Nearly five months after Rockaway Tribute Park was dedicated to the local residents who died in the terrorist attack on the World Trade Center in 2001, the final piece fell into place as local artist Patrick Clark unveiled his modernistic glass cupola last Sunday. Under sunny skies, the cupola, with 57 names sandblasted into glass stars, was revealed for the first time to hundreds of family members and community supporters who gathered on the Beach 116 Street site to remember those who died.

The park offers a view of the empty vista where the two buildings of the World Trade Center once stood across Jamaica Bay. "This is not a place of sadness, it pays tribute to their lives rather than their past," Liz Sulik, the former executive director of the Rockaway Chamber of Commerce who helped conceptualize the park, told reporters. The stone and glass cupola is made up of 10 panels of faceted glass and Swarovski crystals.  "The significance [of the cupola] is to remind us of light's transformation into our presence and their lives in our lives - a light shines down from the heavens," Clark told reporters.

The unveiling included musical presentation by locals such as Gerald Bair, who sang "This Changed Everything," Caitlin Hynes, the daughter of FDNY Captain Walter Hynes, who sang "Somewhere Out There," and Joanne Marnick, who sang "The Wind Beneath My Wings."

Robin Peterson, the wife of Billy Peterson, who was killed in the attack, read a poem about her husband. Ash from Ground Zero was spread by family members around the site and there was a Native American Smudge Blessing performed by Bob "Little Bear" Clark of the Umatilia Nation.

Each family member was called to the dome by Clark, who pointed out the star in the cupola bearing the name of their deceased relative.

Several hours after the unveiling, Clark and many of the family members present for the 1 p.m. unveiling came back to the park to see Clark turn on the cupola's internal lighting system, which illuminates the names.
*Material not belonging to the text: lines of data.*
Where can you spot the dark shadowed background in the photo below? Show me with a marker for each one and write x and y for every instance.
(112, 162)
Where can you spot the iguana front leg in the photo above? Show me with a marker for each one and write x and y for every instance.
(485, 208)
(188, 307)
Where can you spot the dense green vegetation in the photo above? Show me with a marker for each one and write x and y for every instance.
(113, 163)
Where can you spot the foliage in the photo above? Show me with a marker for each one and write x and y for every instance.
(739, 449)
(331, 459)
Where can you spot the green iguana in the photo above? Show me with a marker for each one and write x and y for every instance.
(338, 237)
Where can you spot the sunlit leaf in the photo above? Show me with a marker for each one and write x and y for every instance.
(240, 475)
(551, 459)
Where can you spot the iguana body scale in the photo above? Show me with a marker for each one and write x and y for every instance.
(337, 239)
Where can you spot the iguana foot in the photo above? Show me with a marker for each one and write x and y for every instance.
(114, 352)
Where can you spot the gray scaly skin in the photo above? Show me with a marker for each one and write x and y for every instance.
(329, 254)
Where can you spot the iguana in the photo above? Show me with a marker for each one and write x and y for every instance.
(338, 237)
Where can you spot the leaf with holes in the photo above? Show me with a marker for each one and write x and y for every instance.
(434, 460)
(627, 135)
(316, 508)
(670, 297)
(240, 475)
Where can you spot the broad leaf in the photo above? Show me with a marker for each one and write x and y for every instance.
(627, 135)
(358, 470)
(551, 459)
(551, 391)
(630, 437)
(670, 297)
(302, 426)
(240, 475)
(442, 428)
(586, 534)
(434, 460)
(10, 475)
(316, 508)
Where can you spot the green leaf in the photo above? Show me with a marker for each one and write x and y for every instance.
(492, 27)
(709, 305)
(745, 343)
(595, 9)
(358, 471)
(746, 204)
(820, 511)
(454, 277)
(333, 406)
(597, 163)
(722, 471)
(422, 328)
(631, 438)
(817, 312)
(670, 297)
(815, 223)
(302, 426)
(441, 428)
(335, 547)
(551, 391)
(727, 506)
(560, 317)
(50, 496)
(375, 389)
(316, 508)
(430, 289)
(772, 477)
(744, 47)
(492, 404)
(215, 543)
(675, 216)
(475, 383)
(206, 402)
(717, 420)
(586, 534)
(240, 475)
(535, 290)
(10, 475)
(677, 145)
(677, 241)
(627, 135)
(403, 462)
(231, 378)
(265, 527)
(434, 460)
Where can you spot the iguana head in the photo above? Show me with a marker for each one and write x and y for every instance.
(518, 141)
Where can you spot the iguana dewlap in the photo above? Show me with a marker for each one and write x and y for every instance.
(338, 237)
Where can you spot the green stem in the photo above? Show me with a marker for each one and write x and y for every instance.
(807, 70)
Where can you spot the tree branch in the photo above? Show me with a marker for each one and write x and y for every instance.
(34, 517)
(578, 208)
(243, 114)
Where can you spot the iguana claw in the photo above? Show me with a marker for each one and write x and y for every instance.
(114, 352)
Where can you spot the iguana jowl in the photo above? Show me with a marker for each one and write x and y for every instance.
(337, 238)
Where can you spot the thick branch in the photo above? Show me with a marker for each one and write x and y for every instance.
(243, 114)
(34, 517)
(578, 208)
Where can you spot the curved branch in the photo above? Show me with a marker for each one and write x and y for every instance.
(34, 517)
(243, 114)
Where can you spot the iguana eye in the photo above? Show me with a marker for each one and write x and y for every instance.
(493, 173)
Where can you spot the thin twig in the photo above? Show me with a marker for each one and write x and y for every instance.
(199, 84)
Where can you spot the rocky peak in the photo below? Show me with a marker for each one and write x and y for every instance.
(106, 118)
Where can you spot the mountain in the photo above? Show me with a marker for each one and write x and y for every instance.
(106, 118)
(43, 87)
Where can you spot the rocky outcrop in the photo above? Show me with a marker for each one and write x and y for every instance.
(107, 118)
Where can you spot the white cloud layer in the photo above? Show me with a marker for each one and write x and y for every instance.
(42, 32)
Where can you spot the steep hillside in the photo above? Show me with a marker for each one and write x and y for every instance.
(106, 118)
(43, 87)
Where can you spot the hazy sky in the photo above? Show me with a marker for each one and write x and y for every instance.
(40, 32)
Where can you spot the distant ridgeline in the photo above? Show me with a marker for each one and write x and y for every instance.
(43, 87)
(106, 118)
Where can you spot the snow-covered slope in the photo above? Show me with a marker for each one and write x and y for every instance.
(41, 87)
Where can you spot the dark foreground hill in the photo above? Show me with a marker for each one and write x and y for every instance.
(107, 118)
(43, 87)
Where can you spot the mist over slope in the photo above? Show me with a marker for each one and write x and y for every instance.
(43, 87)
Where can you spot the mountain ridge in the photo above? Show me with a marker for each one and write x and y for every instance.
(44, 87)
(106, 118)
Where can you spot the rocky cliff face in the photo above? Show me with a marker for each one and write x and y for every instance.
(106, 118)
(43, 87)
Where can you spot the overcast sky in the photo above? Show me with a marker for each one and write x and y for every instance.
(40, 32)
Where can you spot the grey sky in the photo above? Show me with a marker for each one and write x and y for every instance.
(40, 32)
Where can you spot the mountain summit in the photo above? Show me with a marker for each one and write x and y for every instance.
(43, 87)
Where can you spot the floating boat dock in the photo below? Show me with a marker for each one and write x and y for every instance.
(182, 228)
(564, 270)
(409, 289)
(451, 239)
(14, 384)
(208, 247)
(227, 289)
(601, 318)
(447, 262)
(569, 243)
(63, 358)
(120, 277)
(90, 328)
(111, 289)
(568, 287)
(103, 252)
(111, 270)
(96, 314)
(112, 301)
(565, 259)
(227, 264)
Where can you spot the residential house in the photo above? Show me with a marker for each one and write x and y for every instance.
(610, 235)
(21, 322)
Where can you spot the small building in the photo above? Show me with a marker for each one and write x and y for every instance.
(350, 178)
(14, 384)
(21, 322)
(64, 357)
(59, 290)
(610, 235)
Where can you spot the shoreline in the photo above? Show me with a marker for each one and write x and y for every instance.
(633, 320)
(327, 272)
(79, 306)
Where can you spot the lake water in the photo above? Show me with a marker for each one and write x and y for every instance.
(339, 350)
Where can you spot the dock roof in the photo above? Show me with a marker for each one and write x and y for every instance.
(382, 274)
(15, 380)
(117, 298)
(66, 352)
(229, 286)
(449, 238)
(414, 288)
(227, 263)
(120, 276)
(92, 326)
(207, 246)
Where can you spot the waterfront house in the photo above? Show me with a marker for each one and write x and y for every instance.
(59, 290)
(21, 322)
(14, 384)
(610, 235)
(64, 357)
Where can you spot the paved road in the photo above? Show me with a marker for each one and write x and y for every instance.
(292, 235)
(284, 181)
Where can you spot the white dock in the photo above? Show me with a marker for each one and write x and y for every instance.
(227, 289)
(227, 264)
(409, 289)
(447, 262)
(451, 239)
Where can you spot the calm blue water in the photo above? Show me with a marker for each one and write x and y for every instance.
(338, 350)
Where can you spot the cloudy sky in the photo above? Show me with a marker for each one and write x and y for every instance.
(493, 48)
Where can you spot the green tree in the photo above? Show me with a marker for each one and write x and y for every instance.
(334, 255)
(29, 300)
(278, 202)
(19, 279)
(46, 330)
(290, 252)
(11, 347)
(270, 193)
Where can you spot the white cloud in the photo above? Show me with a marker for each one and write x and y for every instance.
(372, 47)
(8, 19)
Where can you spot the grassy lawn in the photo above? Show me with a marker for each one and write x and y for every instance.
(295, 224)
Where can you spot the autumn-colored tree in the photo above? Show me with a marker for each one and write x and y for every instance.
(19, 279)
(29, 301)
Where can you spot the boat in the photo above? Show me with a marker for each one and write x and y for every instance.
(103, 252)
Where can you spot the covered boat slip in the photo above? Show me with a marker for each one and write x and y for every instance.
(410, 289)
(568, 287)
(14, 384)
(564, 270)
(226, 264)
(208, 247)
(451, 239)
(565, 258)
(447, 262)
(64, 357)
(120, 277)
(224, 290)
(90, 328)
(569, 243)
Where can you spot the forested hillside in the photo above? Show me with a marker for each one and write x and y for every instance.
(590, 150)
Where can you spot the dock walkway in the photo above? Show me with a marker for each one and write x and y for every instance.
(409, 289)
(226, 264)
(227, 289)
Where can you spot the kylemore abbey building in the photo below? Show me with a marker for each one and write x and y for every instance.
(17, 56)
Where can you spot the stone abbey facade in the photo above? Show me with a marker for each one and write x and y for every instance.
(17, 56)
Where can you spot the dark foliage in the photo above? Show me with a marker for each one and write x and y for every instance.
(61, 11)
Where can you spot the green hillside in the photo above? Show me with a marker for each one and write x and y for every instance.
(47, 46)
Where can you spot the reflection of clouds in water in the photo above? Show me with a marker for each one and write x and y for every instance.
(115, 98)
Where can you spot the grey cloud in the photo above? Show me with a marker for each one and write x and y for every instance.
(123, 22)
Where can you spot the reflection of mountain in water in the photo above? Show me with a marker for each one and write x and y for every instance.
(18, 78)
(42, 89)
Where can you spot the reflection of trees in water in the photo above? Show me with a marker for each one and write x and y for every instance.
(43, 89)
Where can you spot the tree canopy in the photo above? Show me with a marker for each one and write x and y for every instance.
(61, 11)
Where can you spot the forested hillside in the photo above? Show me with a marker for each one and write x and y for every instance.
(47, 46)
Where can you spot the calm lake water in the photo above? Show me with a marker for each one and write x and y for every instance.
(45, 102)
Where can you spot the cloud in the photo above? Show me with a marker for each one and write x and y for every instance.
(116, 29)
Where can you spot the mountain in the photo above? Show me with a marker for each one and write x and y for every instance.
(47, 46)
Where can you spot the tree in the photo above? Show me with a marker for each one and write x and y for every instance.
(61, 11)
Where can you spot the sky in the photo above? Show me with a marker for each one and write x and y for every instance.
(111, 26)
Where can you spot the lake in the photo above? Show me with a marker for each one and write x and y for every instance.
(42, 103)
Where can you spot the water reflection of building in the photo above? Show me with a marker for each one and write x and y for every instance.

The park, which cost nearly $700,000, most of it raised through private donations, is maintained by the Parks Department and is be open daily.

Sean Heeran, whose brother Charlie was a bond trader for Cantor Fitzgerald and was killed in the attack, told Daily News reporter Warren Woodbury that the cupola is "perfect." Charlie's name is on the top of the dome, right next to my brother-in-law, Firefighter Richie Allen, who my wife lost. I don't know if they planned it this way, but it turned out to be really nice."

"It took a long time for Clark to get it done," a long-time resident told The Wave. "But it was worth waiting for."